Over the past week, the market saw its third consecutive week of outflows, totaling $795 million, with Bitcoin and Ethereum leading the flows.
Per the latest report from CoinShares, the negative sentiment, which has persisted since early February, is mainly attributed to the ongoing global tariff issues.
These factors have led to record outflows of $7.2 billion, significantly reducing the year’s positive inflows to just $165 million.
Despite this trend, a late-week price rebound brought some relief. Total assets under management (AuM) rose by 8% to $130 billion following President Trump’s temporary reversal of tariffs.
Bitcoin and Ethereum See Large Outflows
Bitcoin (BTC) experienced the most considerable outflows among major cryptos, with a weekly outflow of $751 million. The total month-to-date (MTD) outflows for BTC stand at $890 million, but year-to-date (YTD) flows are still positive at $545 million. With an AuM of $112.96 billion, Bitcoin remains a dominant player in the investment market.

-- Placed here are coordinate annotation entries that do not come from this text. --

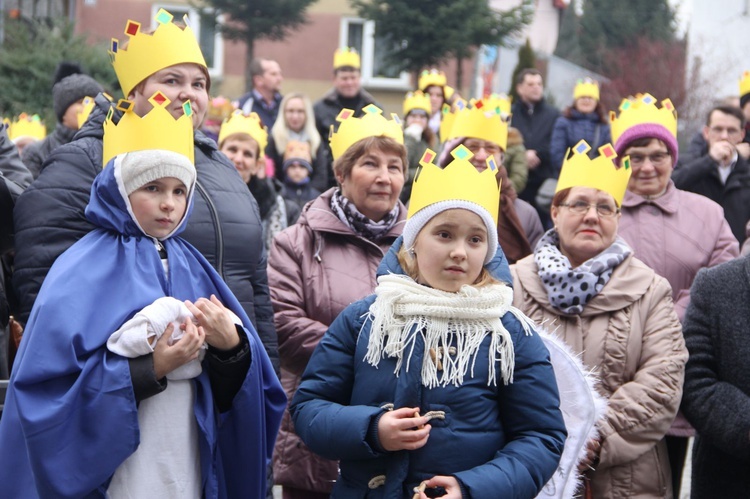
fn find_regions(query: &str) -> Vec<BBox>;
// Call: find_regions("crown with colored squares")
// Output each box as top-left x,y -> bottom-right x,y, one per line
555,140 -> 633,206
4,113 -> 47,142
573,78 -> 599,100
440,97 -> 510,151
740,71 -> 750,97
408,145 -> 500,224
109,9 -> 206,96
219,109 -> 268,159
102,92 -> 195,166
404,90 -> 432,117
609,94 -> 677,144
333,47 -> 361,69
329,104 -> 404,160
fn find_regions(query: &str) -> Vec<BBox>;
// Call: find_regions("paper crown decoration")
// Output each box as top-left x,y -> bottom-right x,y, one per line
440,97 -> 510,151
219,109 -> 268,159
404,90 -> 432,118
407,145 -> 500,225
102,92 -> 195,166
609,94 -> 677,144
109,9 -> 207,96
555,140 -> 633,206
329,104 -> 404,160
4,113 -> 47,142
333,47 -> 361,69
573,78 -> 599,100
740,71 -> 750,97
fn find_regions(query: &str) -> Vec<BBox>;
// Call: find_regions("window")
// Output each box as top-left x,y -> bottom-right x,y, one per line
151,4 -> 224,78
339,18 -> 411,90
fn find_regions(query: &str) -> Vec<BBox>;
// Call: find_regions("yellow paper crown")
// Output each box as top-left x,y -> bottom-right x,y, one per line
555,140 -> 633,206
219,109 -> 268,159
440,98 -> 510,151
407,145 -> 500,225
609,94 -> 677,144
329,104 -> 404,160
5,113 -> 47,141
333,47 -> 361,69
740,71 -> 750,97
404,90 -> 432,118
102,92 -> 195,166
573,78 -> 599,100
109,9 -> 207,96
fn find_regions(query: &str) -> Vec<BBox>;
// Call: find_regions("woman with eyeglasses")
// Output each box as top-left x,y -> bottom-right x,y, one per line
511,141 -> 687,498
612,94 -> 739,497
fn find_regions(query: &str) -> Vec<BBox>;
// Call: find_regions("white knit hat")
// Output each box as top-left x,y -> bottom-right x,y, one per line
402,199 -> 497,264
120,149 -> 196,195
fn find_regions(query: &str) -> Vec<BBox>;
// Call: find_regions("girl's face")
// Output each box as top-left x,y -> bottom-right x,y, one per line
284,97 -> 307,132
414,209 -> 489,293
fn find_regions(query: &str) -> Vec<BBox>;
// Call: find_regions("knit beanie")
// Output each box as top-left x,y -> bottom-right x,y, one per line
402,199 -> 497,264
52,73 -> 104,122
615,123 -> 678,165
120,149 -> 196,196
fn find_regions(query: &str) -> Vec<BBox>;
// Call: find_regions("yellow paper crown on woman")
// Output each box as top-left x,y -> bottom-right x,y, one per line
573,78 -> 599,100
407,145 -> 500,225
329,104 -> 404,160
609,94 -> 677,144
555,140 -> 633,206
404,90 -> 432,117
219,109 -> 268,158
102,92 -> 195,166
5,113 -> 47,141
440,98 -> 510,151
109,9 -> 207,96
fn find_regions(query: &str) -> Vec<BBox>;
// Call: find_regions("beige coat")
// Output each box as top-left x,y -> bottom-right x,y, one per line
511,255 -> 687,498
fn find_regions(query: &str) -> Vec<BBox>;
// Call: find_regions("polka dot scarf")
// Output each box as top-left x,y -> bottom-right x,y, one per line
534,229 -> 633,315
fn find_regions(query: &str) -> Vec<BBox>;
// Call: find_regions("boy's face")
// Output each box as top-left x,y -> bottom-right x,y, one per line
128,177 -> 187,238
286,163 -> 310,184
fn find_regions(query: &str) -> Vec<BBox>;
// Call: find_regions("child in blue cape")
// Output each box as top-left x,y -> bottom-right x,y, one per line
291,146 -> 566,499
0,104 -> 285,498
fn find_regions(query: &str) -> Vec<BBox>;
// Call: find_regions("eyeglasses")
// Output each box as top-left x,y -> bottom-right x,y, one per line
560,201 -> 620,218
629,151 -> 671,166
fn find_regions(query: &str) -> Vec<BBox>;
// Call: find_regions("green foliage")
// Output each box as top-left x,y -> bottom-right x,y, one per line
0,18 -> 122,126
350,0 -> 533,77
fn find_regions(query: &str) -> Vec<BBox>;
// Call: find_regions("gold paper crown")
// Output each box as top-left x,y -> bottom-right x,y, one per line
555,140 -> 633,206
404,90 -> 432,118
329,104 -> 404,160
102,92 -> 195,166
440,98 -> 510,151
5,113 -> 47,141
609,94 -> 677,144
109,9 -> 207,96
219,109 -> 268,159
573,78 -> 599,100
333,47 -> 361,69
740,71 -> 750,97
407,145 -> 500,225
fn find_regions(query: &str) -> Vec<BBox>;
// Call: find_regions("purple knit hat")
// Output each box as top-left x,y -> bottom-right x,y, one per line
615,123 -> 678,167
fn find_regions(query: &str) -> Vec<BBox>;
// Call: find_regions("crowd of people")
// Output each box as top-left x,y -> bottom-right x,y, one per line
0,10 -> 750,499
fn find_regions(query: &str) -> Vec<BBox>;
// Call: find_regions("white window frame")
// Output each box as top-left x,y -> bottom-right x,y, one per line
339,17 -> 411,91
151,3 -> 224,79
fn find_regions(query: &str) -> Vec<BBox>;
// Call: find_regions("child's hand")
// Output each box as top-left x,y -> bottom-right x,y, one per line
378,407 -> 432,451
154,320 -> 206,379
185,295 -> 240,350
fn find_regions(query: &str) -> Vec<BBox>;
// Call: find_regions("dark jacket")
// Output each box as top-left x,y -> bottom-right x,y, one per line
511,99 -> 560,205
313,88 -> 383,190
22,123 -> 78,178
682,257 -> 750,499
672,155 -> 750,245
13,94 -> 278,368
291,240 -> 566,498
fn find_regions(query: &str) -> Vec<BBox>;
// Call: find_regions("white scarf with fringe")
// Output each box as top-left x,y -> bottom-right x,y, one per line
363,274 -> 533,388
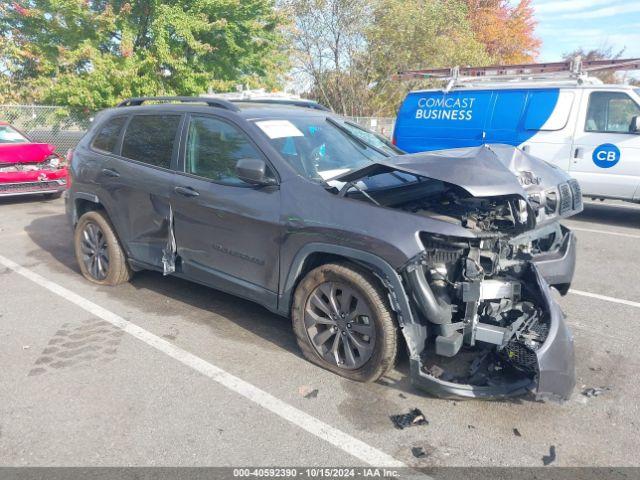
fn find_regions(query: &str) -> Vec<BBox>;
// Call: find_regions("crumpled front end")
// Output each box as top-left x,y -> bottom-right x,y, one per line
0,143 -> 67,197
403,234 -> 575,400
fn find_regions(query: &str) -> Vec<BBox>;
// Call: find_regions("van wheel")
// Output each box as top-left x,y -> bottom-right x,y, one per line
292,263 -> 398,382
74,210 -> 132,285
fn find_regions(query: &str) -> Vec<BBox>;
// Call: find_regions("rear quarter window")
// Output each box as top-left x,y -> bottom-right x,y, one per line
91,117 -> 127,153
121,114 -> 182,168
524,88 -> 574,131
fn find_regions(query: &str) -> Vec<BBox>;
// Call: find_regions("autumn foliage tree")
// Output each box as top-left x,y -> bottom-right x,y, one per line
0,0 -> 286,111
466,0 -> 541,64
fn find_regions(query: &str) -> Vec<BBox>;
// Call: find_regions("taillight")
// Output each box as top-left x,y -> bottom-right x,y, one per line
66,148 -> 73,188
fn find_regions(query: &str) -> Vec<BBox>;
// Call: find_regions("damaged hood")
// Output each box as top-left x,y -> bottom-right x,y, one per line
0,143 -> 56,164
332,145 -> 569,199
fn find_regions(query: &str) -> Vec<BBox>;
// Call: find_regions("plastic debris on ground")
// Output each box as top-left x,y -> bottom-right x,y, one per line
542,445 -> 556,466
389,408 -> 429,430
411,447 -> 427,458
582,387 -> 611,398
298,385 -> 319,399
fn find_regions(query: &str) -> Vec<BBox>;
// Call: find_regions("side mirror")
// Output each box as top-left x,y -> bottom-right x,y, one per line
236,158 -> 276,186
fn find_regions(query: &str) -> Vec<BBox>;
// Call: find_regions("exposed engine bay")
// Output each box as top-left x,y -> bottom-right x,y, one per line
401,188 -> 530,232
406,234 -> 550,398
328,147 -> 582,399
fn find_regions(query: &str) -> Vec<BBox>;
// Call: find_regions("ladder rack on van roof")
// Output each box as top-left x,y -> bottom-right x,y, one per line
392,56 -> 640,91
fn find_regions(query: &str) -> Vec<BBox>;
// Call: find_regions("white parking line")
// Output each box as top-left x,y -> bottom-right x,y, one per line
569,226 -> 640,238
0,255 -> 407,468
569,288 -> 640,308
584,202 -> 640,210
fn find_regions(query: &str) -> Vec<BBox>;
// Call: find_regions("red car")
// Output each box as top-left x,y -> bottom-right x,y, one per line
0,122 -> 67,198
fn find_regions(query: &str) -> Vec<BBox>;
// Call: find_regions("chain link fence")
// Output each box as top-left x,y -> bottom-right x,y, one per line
0,105 -> 395,154
0,105 -> 91,154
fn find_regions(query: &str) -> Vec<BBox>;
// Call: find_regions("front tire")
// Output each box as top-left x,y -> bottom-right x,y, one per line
292,263 -> 398,382
74,211 -> 132,286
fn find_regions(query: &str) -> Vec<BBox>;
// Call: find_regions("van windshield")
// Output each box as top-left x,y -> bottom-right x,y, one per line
254,115 -> 390,181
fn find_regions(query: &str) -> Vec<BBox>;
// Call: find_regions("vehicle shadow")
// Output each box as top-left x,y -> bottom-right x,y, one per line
0,194 -> 59,206
25,214 -> 301,356
571,203 -> 640,228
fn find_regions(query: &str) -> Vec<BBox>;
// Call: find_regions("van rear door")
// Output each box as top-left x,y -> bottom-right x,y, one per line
570,89 -> 640,200
517,88 -> 580,170
393,90 -> 493,153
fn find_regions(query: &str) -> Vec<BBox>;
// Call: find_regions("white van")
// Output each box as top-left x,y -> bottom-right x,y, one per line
393,79 -> 640,202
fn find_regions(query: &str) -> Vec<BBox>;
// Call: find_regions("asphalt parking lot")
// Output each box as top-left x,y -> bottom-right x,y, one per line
0,199 -> 640,466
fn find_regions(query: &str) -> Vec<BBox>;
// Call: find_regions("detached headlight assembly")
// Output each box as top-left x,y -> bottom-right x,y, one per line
44,154 -> 67,170
544,190 -> 558,215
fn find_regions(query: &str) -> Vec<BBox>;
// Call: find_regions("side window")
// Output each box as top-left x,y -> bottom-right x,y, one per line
122,115 -> 181,168
524,89 -> 574,132
584,92 -> 640,133
91,117 -> 127,153
185,117 -> 263,185
490,90 -> 527,131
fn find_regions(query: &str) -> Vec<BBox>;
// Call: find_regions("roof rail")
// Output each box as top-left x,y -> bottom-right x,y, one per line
231,98 -> 331,112
391,56 -> 640,90
116,97 -> 240,112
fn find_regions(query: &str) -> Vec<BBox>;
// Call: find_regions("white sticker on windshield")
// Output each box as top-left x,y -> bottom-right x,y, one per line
256,120 -> 304,138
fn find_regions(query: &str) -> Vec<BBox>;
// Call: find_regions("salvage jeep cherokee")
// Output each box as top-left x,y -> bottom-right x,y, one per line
66,97 -> 582,398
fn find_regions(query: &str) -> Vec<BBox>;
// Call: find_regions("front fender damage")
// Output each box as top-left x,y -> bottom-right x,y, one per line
402,236 -> 575,400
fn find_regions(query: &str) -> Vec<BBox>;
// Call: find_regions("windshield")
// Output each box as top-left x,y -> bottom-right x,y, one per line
344,121 -> 404,155
0,125 -> 29,143
255,115 -> 392,180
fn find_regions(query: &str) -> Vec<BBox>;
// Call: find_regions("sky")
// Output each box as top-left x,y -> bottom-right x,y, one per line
533,0 -> 640,62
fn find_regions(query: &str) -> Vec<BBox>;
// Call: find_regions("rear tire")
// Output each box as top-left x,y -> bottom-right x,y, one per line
291,263 -> 398,382
74,210 -> 132,286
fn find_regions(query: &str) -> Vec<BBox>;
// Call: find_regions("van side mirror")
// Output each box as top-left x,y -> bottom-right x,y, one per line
236,158 -> 276,186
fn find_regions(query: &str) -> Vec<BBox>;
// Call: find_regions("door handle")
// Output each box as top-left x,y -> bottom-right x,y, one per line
573,147 -> 582,161
173,187 -> 200,198
102,168 -> 120,178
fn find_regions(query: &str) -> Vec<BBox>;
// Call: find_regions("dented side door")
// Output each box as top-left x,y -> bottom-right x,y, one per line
101,112 -> 184,274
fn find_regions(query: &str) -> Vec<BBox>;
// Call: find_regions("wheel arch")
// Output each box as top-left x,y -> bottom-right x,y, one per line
278,243 -> 427,357
71,192 -> 103,227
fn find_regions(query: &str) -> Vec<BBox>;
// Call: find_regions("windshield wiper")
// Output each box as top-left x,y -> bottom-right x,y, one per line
326,117 -> 391,158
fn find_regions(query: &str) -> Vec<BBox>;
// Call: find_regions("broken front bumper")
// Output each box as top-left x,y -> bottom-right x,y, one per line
0,168 -> 67,197
411,268 -> 575,400
533,226 -> 576,288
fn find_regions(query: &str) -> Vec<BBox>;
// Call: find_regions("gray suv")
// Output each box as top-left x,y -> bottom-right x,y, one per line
66,97 -> 582,399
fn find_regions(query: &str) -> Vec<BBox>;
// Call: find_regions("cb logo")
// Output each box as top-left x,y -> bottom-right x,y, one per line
592,143 -> 620,168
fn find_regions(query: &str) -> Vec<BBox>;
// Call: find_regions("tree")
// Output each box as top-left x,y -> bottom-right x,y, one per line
0,0 -> 286,110
366,0 -> 491,115
282,0 -> 371,115
466,0 -> 540,64
562,45 -> 624,83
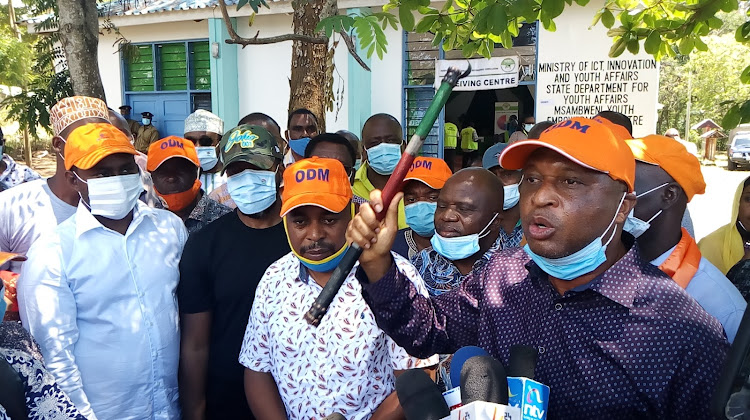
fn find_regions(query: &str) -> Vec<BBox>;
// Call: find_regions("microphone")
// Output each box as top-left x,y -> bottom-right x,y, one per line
508,345 -> 549,420
446,346 -> 490,389
461,356 -> 508,406
396,369 -> 451,420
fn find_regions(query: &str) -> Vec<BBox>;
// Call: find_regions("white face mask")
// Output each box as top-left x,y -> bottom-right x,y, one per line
622,183 -> 669,238
195,146 -> 219,171
74,172 -> 143,220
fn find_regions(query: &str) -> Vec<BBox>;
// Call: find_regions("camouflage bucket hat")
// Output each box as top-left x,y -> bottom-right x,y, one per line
219,124 -> 282,174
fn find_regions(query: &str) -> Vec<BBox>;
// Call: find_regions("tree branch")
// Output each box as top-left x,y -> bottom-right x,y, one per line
339,31 -> 372,71
219,0 -> 328,48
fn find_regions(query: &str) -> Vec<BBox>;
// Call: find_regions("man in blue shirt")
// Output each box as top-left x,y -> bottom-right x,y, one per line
625,135 -> 747,343
347,118 -> 728,419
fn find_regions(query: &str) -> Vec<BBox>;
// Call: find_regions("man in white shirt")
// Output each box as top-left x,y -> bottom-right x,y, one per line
623,135 -> 747,343
0,96 -> 109,273
18,123 -> 187,420
239,157 -> 437,420
183,109 -> 227,194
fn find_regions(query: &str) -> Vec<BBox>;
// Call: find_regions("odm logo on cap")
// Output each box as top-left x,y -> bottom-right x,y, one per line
545,120 -> 591,134
224,130 -> 260,153
294,168 -> 331,184
159,137 -> 185,150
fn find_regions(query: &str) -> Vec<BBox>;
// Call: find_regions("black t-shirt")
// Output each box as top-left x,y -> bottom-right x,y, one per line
177,211 -> 289,419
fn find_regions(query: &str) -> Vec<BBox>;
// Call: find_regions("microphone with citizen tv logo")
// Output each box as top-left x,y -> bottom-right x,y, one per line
508,345 -> 549,420
396,369 -> 451,420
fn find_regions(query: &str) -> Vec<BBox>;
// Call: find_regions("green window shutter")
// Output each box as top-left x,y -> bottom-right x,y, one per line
190,41 -> 211,90
126,45 -> 154,92
157,42 -> 187,90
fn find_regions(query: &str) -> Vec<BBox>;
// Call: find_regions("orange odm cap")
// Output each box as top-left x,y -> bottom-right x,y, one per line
146,136 -> 201,172
404,156 -> 453,190
281,157 -> 352,217
627,134 -> 706,201
65,123 -> 138,170
500,118 -> 635,192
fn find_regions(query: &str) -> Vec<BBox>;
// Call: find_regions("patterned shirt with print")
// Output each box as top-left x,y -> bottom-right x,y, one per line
412,236 -> 503,296
239,253 -> 437,420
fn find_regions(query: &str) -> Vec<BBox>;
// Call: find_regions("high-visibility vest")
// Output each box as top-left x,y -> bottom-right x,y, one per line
461,127 -> 479,152
444,123 -> 458,149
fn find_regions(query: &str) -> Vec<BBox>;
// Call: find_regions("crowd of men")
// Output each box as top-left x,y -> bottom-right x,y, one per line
0,97 -> 750,420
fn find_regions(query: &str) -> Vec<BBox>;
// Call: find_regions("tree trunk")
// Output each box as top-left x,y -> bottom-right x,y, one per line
290,0 -> 338,132
57,0 -> 106,101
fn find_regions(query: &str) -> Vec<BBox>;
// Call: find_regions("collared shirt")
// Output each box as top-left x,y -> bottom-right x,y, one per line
18,202 -> 187,420
412,235 -> 502,296
651,247 -> 747,343
0,153 -> 41,191
352,162 -> 409,229
185,193 -> 232,234
357,245 -> 729,419
0,179 -> 76,273
239,253 -> 437,420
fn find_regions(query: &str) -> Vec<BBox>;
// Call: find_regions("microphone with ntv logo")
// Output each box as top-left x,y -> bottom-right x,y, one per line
305,64 -> 471,327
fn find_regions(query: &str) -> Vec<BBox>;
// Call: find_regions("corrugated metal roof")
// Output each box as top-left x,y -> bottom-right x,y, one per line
97,0 -> 237,16
19,0 -> 242,24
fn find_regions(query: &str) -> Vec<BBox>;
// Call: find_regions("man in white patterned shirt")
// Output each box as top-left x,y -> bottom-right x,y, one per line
239,157 -> 437,420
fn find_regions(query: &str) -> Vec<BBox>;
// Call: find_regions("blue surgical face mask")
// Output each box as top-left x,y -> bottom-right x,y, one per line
367,143 -> 401,175
284,204 -> 354,273
195,146 -> 219,171
404,201 -> 437,238
622,183 -> 669,238
503,183 -> 521,210
430,213 -> 497,261
227,169 -> 277,214
523,193 -> 627,280
0,282 -> 8,321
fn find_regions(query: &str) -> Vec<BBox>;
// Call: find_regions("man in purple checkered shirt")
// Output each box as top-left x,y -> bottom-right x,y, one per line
347,118 -> 728,419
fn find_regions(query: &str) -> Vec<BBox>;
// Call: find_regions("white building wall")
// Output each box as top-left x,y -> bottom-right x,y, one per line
99,20 -> 208,109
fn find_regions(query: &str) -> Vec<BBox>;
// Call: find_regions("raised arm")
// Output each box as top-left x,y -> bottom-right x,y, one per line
347,190 -> 482,358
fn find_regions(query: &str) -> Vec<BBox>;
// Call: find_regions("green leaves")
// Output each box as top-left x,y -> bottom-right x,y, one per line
398,7 -> 414,32
740,66 -> 750,85
734,21 -> 750,43
721,104 -> 742,130
643,30 -> 661,55
237,0 -> 270,13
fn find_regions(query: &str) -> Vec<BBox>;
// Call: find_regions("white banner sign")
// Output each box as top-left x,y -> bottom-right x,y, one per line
536,0 -> 659,137
435,56 -> 518,91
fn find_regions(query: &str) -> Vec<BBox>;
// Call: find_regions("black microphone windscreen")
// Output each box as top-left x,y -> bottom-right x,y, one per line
449,346 -> 490,388
461,356 -> 508,405
508,344 -> 539,379
396,369 -> 450,420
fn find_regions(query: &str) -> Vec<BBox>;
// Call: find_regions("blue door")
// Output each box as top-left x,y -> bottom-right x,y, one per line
125,92 -> 190,138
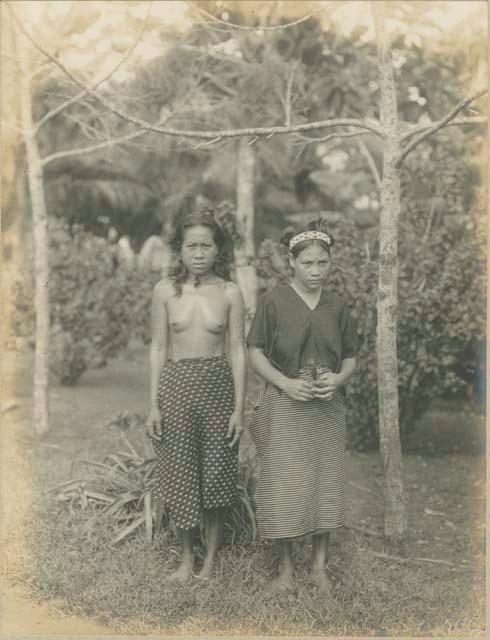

Ethereum (ETH) also saw outflows, totaling $37.6 million last week. However, the MTD outflows for Ethereum were slightly higher at $89.1 million. Despite the outflows, Ethereum’s YTD flows are still positive at $241 million, with an AuM of $7.84 billion.
XRP Buck the Outflow Trend
Meanwhile, Solana (SOL) saw a relatively smaller decrease, with weekly outflows totaling $5.1 million. The month-to-date flows were slightly lower, standing at $6.2 million. However, YTD flows for Solana are still positive at $79 million, and the crypto has an AuM of $1.08 billion.
On the other hand, XRP bucked the negative trend, seeing inflows of $3.4 million last week. The MTD inflows were $1.5 million, and the YTD flows stood at $176 million, bringing its AuM to $883 million. This represents a stark contrast to the outflow trends seen in other major cryptos.
Regional Flow Differences
Regionally, the U.S. was the largest contributor to outflows, with a weekly total of $763 million and an MTD outflow of $924 million. Other countries, including Hong Kong, Switzerland, and Sweden, also experienced negative flows.
Switzerland saw the largest YTD outflow at $375 million. However, localized interest in crypto investment remains strong in countries like Canada, Brazil, and Australia, with these regions experiencing small positive weekly and MTD flows. Canada saw the most inflows, attracting $2.1 million last week.